We could also have other unknowns. To find them, we use the same process.

- g's cancel
- P
_{1=}P_{2} - Determine D
_{c} - Use total thickness to get rid of extra unknowns
- Solve for unknown

For example, given H_{a}, we solve for H_{cc}. What thickness of oceanic crust is needed?

Example Time Changes

**FIGURE time changes**

T_{1} h_{a}=4000 m and after erosion T_{2} h_{c}=h_{c1}-2000 m. -2000 m is the change in height. So what stays the same? h_{w} and h_{oc}. h_{a} and h_{m} change. Now writing an equation:

\[h_{a1}=h_{cc}(\frac{\rho_m-\rho_{oc}}{\rho_m-\rho_a})+h_w(\frac{\rho_m-\rho_{N}}{\rho_m-\rho_a})-h_{oc}(\frac{\rho_m-\rho_{oc}}{\rho_m-\rho_a})\]

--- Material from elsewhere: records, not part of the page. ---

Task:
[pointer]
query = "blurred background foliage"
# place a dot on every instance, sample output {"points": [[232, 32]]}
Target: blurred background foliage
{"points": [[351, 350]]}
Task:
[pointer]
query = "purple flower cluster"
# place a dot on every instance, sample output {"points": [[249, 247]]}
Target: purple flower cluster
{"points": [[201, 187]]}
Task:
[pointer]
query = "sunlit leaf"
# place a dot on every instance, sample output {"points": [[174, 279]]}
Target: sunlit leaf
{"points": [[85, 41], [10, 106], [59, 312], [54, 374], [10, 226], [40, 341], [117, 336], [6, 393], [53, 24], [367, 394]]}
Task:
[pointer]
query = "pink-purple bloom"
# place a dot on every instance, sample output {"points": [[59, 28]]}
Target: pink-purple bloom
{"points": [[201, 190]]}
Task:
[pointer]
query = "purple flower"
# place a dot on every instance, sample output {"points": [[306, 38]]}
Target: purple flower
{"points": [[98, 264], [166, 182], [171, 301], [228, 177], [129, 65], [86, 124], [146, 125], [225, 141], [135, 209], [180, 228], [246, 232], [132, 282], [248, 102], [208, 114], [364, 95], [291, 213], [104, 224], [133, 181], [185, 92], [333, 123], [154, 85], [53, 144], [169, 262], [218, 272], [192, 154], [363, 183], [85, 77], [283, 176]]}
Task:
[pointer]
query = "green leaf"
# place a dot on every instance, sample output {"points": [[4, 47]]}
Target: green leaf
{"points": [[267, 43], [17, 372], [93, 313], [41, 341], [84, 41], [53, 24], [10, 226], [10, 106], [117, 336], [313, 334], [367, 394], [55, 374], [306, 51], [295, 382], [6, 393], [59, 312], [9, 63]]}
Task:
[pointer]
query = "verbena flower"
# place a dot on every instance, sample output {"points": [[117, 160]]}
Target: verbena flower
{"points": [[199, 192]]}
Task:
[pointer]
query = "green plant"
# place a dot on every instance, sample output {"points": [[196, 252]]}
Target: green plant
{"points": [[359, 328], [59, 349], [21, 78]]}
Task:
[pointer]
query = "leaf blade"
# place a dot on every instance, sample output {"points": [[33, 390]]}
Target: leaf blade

\(h_w(\frac{\rho_m-\rho_{N}}{\rho_m-\rho_a})\) is A_{1} and \(-h_{oc}(\frac{\rho_m-\rho_{oc}}{\rho_m-\rho_a})\) is \(A_2\), and there is no change in these terms. We can rewrite the equation as:

\[h_{a2}=(h_{cc}-\Delta h)(\frac{\rho_m-\rho_{oc}}{\rho_m-\rho_a})+A_1+A_2\]

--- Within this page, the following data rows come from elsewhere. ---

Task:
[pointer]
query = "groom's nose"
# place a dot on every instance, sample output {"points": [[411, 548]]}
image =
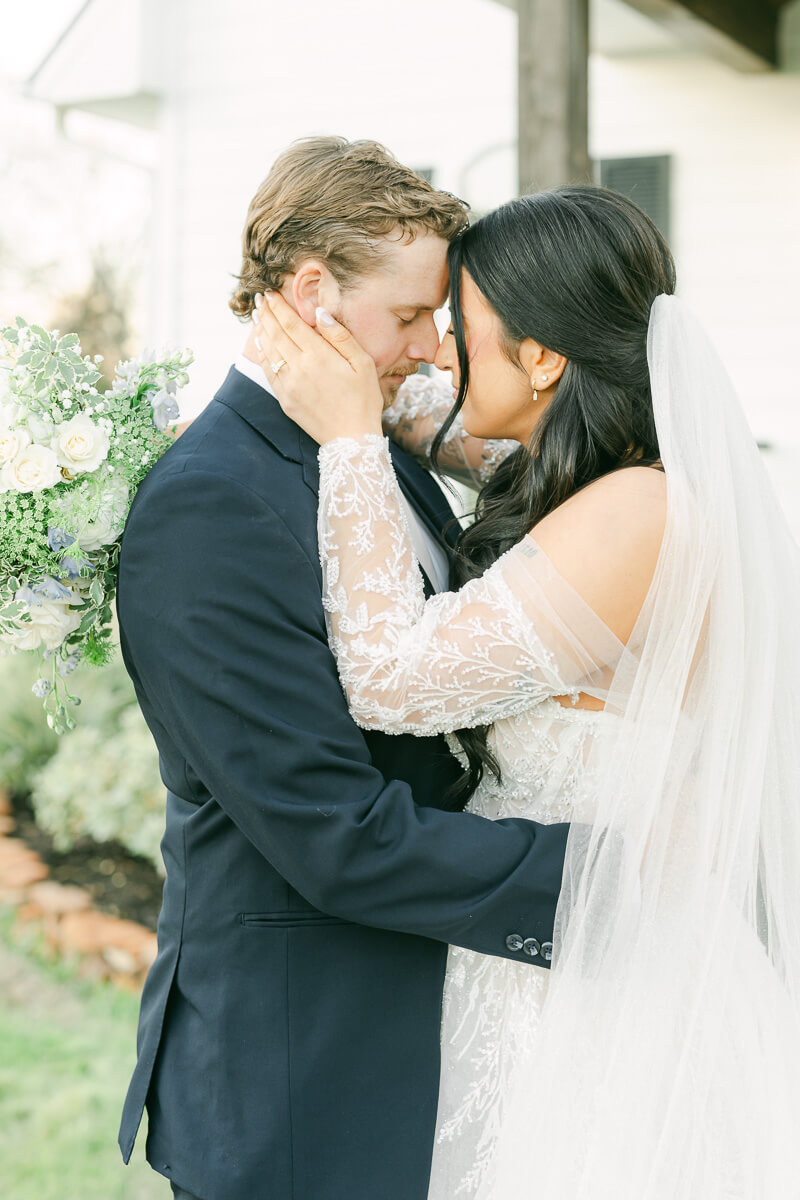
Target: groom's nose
{"points": [[426, 342]]}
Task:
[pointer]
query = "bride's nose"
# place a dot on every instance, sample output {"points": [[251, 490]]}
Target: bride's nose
{"points": [[445, 357]]}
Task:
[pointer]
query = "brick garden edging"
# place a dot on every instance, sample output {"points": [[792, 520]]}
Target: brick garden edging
{"points": [[104, 947]]}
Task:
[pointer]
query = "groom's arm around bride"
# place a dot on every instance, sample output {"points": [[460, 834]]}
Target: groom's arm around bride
{"points": [[289, 1033]]}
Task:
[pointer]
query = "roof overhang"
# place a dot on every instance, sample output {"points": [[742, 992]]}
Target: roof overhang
{"points": [[102, 64], [741, 33]]}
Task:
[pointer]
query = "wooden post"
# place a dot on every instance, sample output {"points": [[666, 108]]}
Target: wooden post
{"points": [[553, 106]]}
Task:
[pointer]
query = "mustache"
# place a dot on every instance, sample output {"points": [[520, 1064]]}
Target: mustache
{"points": [[404, 371]]}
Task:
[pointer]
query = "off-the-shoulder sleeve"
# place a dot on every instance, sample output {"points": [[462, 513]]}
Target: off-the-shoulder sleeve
{"points": [[497, 647], [417, 414]]}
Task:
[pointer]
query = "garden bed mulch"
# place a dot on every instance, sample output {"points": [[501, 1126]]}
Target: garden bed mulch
{"points": [[96, 903]]}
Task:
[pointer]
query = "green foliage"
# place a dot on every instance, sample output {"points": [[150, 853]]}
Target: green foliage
{"points": [[102, 780], [106, 786], [68, 1051], [25, 741], [72, 460]]}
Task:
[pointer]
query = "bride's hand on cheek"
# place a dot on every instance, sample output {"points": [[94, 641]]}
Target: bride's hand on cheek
{"points": [[322, 378]]}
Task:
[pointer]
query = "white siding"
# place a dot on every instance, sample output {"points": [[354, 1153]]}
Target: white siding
{"points": [[435, 82], [735, 145]]}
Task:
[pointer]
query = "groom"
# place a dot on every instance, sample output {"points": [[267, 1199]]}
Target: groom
{"points": [[289, 1033]]}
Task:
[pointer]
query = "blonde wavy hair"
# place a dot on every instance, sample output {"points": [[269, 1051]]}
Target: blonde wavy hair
{"points": [[335, 199]]}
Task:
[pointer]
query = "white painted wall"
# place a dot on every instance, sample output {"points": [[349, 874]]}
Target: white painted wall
{"points": [[735, 145], [434, 82]]}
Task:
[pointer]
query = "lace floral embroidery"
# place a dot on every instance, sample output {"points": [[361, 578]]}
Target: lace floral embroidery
{"points": [[461, 659]]}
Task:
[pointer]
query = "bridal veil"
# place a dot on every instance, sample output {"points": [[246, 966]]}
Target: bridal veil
{"points": [[667, 1065]]}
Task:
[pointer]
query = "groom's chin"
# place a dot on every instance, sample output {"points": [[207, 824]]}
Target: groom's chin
{"points": [[389, 388]]}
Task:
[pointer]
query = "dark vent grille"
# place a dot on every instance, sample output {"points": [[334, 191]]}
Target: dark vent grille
{"points": [[645, 181]]}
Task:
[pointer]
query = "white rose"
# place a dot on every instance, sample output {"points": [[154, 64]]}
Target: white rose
{"points": [[108, 522], [79, 444], [40, 427], [11, 443], [49, 624], [34, 469]]}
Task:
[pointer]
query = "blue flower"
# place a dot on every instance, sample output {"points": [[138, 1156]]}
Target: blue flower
{"points": [[46, 589], [59, 539], [73, 567]]}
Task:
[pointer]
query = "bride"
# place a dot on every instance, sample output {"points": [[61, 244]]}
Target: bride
{"points": [[618, 651]]}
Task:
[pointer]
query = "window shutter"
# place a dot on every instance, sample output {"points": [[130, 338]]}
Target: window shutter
{"points": [[645, 181]]}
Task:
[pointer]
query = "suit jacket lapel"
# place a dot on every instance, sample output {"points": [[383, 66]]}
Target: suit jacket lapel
{"points": [[260, 409]]}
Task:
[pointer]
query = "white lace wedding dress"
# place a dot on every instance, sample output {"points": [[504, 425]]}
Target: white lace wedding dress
{"points": [[495, 653]]}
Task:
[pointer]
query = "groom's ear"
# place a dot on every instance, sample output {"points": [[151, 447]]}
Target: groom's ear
{"points": [[312, 287]]}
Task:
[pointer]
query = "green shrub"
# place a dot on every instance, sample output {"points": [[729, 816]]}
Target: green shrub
{"points": [[103, 781]]}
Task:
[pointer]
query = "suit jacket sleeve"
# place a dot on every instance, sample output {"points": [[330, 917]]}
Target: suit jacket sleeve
{"points": [[223, 629]]}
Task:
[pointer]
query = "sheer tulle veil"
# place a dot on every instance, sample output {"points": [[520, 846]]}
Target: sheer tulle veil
{"points": [[667, 1066]]}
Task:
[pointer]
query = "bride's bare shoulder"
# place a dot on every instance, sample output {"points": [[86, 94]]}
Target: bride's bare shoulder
{"points": [[605, 540]]}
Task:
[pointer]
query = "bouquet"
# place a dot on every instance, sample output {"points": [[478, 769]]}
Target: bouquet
{"points": [[71, 460]]}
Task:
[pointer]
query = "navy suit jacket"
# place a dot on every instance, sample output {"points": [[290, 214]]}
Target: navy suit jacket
{"points": [[288, 1043]]}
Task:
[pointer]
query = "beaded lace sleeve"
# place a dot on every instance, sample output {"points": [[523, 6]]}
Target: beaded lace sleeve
{"points": [[495, 648], [416, 417]]}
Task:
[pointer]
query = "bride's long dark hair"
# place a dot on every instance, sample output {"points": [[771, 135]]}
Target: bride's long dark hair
{"points": [[577, 269]]}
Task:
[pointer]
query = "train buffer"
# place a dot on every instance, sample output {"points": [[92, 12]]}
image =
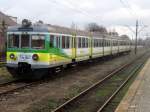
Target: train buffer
{"points": [[137, 98]]}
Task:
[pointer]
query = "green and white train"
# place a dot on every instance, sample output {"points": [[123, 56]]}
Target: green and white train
{"points": [[34, 49]]}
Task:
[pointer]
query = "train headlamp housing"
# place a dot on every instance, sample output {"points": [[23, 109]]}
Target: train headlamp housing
{"points": [[35, 57], [12, 56]]}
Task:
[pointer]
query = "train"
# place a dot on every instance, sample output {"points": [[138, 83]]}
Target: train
{"points": [[34, 49]]}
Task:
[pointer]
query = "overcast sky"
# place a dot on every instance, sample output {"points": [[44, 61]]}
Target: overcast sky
{"points": [[113, 14]]}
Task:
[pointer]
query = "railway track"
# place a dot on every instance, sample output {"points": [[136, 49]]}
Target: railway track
{"points": [[16, 85], [97, 97]]}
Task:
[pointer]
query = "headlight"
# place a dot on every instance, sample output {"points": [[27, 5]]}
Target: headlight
{"points": [[35, 57], [12, 56]]}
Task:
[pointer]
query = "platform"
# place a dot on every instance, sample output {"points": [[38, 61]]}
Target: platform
{"points": [[137, 99]]}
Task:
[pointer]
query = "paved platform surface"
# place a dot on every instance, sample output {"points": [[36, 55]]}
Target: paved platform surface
{"points": [[137, 99]]}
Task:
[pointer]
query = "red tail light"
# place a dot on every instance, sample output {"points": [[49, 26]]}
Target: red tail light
{"points": [[35, 57]]}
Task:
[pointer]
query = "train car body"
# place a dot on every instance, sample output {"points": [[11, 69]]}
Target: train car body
{"points": [[37, 48]]}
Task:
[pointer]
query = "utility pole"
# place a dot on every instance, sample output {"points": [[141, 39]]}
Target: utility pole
{"points": [[136, 36]]}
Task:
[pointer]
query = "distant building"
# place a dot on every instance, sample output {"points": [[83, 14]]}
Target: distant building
{"points": [[5, 21]]}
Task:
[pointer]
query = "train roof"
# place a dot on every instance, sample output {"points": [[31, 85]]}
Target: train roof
{"points": [[59, 29]]}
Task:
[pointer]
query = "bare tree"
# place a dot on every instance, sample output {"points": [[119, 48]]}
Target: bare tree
{"points": [[125, 36], [94, 27]]}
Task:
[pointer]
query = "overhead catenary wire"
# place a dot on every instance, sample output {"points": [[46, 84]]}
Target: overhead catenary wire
{"points": [[78, 10]]}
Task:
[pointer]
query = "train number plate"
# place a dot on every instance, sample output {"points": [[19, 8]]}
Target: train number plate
{"points": [[24, 57]]}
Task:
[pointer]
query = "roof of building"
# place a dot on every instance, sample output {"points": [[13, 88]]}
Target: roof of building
{"points": [[7, 19]]}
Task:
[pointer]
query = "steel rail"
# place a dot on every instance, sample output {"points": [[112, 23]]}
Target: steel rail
{"points": [[119, 88]]}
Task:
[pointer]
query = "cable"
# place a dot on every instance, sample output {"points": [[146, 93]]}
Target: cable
{"points": [[72, 7]]}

\[h_{a2}=h_{cc}(\frac{\rho_m-\rho_{oc}}{\rho_m-\rho_a})+A_1+A_2-\Delta h(\frac{\rho_m-\rho_{oc}}{\rho_m-\rho_a})\]

where \(h_{cc}(\frac{\rho_m-\rho_{oc}}{\rho_m-\rho_a})+A_1+A_2\) is \(h_{a1}\).

\[h_{a2}=h_{a1}-\Delta h(\frac{\rho_m-\rho_{oc}}{\rho_m-\rho_a})\]

Example Depth of an Ocean Basin

**FIGURE depth of an ocean basin**

\[\rho_ch_c+w(o)\rho_L+h_a\rho_a=\Delta d(t)\rho_w+\rho_ch_c+\rho_Lw(t)\]

We know that \(h_a=\Delta d(t)+w(t)\)

\[h_c+h_a=\Delta d(t)+h_c+w(t)\]

The rest of the example you will finish on your homework.